Mr Comey was fired as head of the FBI in May last year by the president, who cited his handling of the Clinton email investigation but later acknowledged “this Russia thing” was part of the reason.
Mr Comey had been leading the FBI’s investigation into allegations of collusion between Trump campaign officials and Russian interference in the vote. He later told a Senate hearing that the president had asked for his “loyalty”.
Mr McCabe alleges that the release of the justice department report recommending his firing was “accelerated” after he indicated that he would corroborate Mr Comey’s version of events.

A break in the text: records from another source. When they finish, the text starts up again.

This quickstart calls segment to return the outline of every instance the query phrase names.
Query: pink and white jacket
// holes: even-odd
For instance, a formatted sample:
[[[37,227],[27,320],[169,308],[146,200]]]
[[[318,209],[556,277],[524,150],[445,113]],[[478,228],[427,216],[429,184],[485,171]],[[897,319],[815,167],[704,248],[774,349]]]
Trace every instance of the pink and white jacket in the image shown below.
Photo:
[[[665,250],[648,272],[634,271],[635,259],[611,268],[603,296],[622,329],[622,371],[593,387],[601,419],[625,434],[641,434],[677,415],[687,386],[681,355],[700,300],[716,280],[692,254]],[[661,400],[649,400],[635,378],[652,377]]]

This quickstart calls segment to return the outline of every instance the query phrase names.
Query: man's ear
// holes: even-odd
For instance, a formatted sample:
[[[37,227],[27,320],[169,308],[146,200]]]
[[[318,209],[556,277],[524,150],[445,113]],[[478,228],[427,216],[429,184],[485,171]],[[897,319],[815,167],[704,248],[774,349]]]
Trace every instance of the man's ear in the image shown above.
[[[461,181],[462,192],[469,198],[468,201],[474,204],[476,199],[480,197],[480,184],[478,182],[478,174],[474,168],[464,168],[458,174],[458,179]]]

Why did Trump object to McCabe?
Mr Trump has been a frequent critic of Mr McCabe, whom he accuses of political bias in his roles in the Russia and Clinton email investigations.
He has publicly pointed to donations that Mr McCabe’s wife Jill, a Democrat, received from a Clinton ally when she ran unsuccessfully for the state Senate in Virginia in 2015.
After James Comey was fired, Mr McCabe became acting director of the FBI. Mr Trump reportedly invited him to the Oval Office and asked him who he voted for in the 2016 election.
Mr McCabe, in his statement on Friday, said he and his family had been the targets of an “unrelenting assault” in the media to undermine his reputation, and said Mr Trump’s tweets had “amplified and exacerbated it all”.
Citing anonymous sources on Saturday, the Associated Press news agency says Mr McCabe has kept memos of his meetings with Mr Trump. It is not clear whether they have been handed over to the special counsel leading the inquiry, Robert Mueller.
Mr Comey also kept contemporaneous notes of his encounters with Mr Trump.
Why has it happened now?
Mr McCabe had been with the FBI for two decades and was due to retire on Sunday, the day he turns 50 and can claim his federal government pension.
It is not clear how much of his pension he might lose as a result of Mr Sessions’ announcement.
White House spokeswoman Sarah Huckabee Sanders on Thursday said it was for the attorney general to decide Mr McCabe’s future.
“But,” she added, “we do think it is well documented that he has had some very troubling behaviour and by most accounts a bad actor and should have some cause for concern.”